El tercer rasgo es la inteligencia, que también puede verse como ingenio y creatividad. Es indudable que el hombre está dotado de inteligencia. Y es necesario dejar que sea esa inteligencia la que dirija, con libertad, ese afán de superación. Esa inteligencia, ingenio y creatividad, impulsadas por al afán de superación, son las que mejor pueden desarrollar empresas rentables que busquen satisfacer necesidades insatisfechas de los seres humanos, facilitándoles así ese afán de superación. Ese ingenio es como el agua, que es capaz, si se la deja fluir, de encontrar los caminos para llegar al mar. El ingenio humano ha buscado, busca y seguirá buscando necesidades no satisfechas de los seres humanos, las encontrará y encontrará también la forma más eficiente de satisfacerlas. Y, así como el beneficio es un concepto meramente económico, estas necesidades pueden ser de todo tipo: materiales, culturales, humanistas, espirituales y hasta religiosas. No quiero dejar de citar aquí, en apoyo del ingenio humano y la propiedad privada, las palabras de León XIII en la Encíclica que inauguró la moderna Doctrina Social de la Iglesia:
“… quitado el estímulo al ingenio y a la habilidad de los individuos, necesariamente vendrían a secarse las mismas fuentes de las riquezas, y esa igualdad con que sueñan no sería ciertamente otra cosa que una general situación, por igual miserable y abyecta, de todos los hombres sin excepción alguna. De todo lo cual se sigue claramente que debe rechazarse de plano esa fantasía del socialismo de reducir a común la propiedad privada, pues que daña a esos mismos a quienes se pretende socorrer, repugna a los derechos naturales de los individuos y perturba las funciones del Estado y la tranquilidad común. Por lo tanto, cuando se plantea el problema de mejorar la condición de las clases inferiores, se ha de tener como fundamental el principio de que la propiedad privada ha de conservarse inviolable”. (Rerum Novarum nº 11).

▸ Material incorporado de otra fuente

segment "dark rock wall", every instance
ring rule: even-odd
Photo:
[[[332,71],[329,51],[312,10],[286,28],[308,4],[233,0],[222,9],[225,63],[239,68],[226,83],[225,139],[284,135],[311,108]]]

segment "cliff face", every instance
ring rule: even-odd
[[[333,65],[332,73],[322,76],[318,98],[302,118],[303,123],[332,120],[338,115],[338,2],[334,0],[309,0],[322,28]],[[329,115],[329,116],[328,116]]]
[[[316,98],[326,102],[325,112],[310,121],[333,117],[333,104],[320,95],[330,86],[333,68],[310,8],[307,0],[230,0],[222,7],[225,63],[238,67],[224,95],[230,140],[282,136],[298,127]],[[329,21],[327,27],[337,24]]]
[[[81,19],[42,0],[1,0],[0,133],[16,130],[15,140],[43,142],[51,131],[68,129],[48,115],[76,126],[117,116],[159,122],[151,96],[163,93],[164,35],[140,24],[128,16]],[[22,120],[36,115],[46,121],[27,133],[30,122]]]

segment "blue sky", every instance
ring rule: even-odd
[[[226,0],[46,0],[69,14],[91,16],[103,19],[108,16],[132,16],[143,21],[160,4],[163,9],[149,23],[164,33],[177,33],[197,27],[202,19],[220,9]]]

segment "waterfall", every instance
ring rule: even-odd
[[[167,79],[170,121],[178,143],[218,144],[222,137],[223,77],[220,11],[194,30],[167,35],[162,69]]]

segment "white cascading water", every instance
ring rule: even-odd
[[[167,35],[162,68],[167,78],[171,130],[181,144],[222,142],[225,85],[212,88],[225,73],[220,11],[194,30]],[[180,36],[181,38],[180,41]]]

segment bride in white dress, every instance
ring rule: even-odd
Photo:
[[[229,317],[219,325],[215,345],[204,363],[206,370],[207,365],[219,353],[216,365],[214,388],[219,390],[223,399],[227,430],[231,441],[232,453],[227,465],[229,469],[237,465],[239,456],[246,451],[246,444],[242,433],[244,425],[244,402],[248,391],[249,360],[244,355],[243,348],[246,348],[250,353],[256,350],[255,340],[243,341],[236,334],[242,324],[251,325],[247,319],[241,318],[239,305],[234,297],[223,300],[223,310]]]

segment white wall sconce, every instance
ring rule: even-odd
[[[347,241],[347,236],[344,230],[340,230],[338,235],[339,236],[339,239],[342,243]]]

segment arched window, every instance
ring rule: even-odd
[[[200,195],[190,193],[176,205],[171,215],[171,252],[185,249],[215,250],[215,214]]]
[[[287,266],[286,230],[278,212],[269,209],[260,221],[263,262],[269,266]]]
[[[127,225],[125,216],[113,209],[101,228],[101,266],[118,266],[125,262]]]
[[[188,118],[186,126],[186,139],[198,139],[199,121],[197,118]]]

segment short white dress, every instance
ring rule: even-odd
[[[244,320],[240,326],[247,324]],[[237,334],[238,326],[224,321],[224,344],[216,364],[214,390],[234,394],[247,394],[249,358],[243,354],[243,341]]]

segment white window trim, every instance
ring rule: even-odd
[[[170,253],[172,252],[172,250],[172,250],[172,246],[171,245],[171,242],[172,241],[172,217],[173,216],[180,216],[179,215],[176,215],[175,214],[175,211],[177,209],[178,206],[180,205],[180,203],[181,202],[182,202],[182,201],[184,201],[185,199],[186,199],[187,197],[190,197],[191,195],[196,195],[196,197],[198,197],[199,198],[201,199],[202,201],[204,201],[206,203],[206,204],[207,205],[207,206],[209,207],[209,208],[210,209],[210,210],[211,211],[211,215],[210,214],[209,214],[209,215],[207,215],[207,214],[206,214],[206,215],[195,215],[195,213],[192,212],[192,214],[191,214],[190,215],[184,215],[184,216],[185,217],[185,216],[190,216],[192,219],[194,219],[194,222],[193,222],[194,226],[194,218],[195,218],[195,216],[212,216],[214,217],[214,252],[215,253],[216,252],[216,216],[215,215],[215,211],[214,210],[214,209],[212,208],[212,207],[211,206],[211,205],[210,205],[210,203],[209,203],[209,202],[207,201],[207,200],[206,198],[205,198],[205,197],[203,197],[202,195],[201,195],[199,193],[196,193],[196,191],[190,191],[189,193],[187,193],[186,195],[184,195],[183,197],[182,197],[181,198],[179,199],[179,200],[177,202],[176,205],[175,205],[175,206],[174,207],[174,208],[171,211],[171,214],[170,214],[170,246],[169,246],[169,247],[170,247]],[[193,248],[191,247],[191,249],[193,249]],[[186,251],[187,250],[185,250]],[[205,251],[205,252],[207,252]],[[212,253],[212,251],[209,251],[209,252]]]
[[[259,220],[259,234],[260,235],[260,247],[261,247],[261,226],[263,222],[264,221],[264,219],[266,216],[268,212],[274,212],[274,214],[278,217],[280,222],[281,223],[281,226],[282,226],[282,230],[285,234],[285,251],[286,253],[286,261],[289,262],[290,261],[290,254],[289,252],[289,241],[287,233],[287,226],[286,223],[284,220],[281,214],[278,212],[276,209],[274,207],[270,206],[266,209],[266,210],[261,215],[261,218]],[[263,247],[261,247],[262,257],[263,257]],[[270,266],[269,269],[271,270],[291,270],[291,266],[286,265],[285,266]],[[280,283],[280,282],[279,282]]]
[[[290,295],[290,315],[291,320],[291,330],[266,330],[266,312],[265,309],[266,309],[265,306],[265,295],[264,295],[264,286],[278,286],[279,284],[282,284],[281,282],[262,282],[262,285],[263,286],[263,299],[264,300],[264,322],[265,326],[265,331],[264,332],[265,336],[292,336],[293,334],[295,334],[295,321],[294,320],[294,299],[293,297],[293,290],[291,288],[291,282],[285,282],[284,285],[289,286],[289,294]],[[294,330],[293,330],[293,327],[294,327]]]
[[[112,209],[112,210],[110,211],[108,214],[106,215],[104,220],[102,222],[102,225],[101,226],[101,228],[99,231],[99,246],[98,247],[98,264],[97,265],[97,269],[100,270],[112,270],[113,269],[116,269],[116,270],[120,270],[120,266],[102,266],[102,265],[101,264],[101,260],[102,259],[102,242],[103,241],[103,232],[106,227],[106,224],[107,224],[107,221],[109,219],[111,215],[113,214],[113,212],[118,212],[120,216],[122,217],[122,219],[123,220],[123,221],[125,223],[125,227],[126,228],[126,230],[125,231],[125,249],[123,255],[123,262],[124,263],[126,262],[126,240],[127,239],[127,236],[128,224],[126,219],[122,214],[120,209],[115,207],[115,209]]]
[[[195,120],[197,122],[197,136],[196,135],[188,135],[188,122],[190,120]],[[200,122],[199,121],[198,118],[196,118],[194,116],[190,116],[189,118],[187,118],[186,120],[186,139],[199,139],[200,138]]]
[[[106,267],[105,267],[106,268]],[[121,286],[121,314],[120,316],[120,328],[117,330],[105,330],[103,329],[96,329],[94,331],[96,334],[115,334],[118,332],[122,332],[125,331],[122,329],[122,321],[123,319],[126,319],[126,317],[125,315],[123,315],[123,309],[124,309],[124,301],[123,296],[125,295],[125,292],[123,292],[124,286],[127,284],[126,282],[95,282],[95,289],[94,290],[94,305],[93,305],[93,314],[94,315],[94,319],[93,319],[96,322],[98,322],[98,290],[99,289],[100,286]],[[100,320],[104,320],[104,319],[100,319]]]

Ahora bien, la empresa más importante para todo ser humano es su propia vida. Por lo tanto, si el sistema económico descrito se apoya en la creación de empresas basadas en esos tres rasgos humanos, estas empresas deben fomentar, en la medida de lo posible, que las personas que trabajan en ellas puedan utilizar estos tres mismos rasgos humanos en su trabajo. ¿Cómo? Primero: fomentando la libertad para emprender a través del emprendimiento interno (intrapreneurship) y externo (spinoff´s) de sus empleados. Segundo: fomentando que busquen libremente con su ingenio y apliquen con su voluntad, nuevas formas de realizar su trabajo con mayor eficiencia. Y (un Y que no pretende ser conclusivo) tercero: facilitándoles el desarrollo y el ascenso profesional. Porque las personas, al igual que las empresas, también tienen este sano ánimo de lucro, de superación. Uno de los medios más eficaces para ese desarrollo y ascenso profesional es la formación. Esta formación no tiene por qué tener únicamente el carácter de formación reglada a través de cursos y otras actividades similares. Es mucho más importante la formación en el día a día. Éste ofrece miles de pequeñas oportunidades para que las personas que trabajan unidas se formen unas a otras compartiendo sus hallazgos e ideas desarrollados según se describe en el segundo punto de este párrafo. Y, para terminar este apartado, lo haré con un medio negativo. Prescindir drástica y ejemplarmente de las personas corrosivas, por muy eficientes que sean profesionalmente. Una empresa así, sin la más mínima duda, atraerá el talento y pondrá en marcha una espiral virtuosa que haga que la empresa no sea un juego suma 0, sino un juego ganar-ganar en donde la maximización del beneficio de la empresa lleve a la maximización del desarrollo de sus empleados, lo que forma parte de la definición del Bien Común con el que empezaban estas páginas. Por supuesto, no existen empresas que encarnen al cien por cien este desideratum. Pero sí las hay, yo conozco algunas, que lo intentan con máximo empeño.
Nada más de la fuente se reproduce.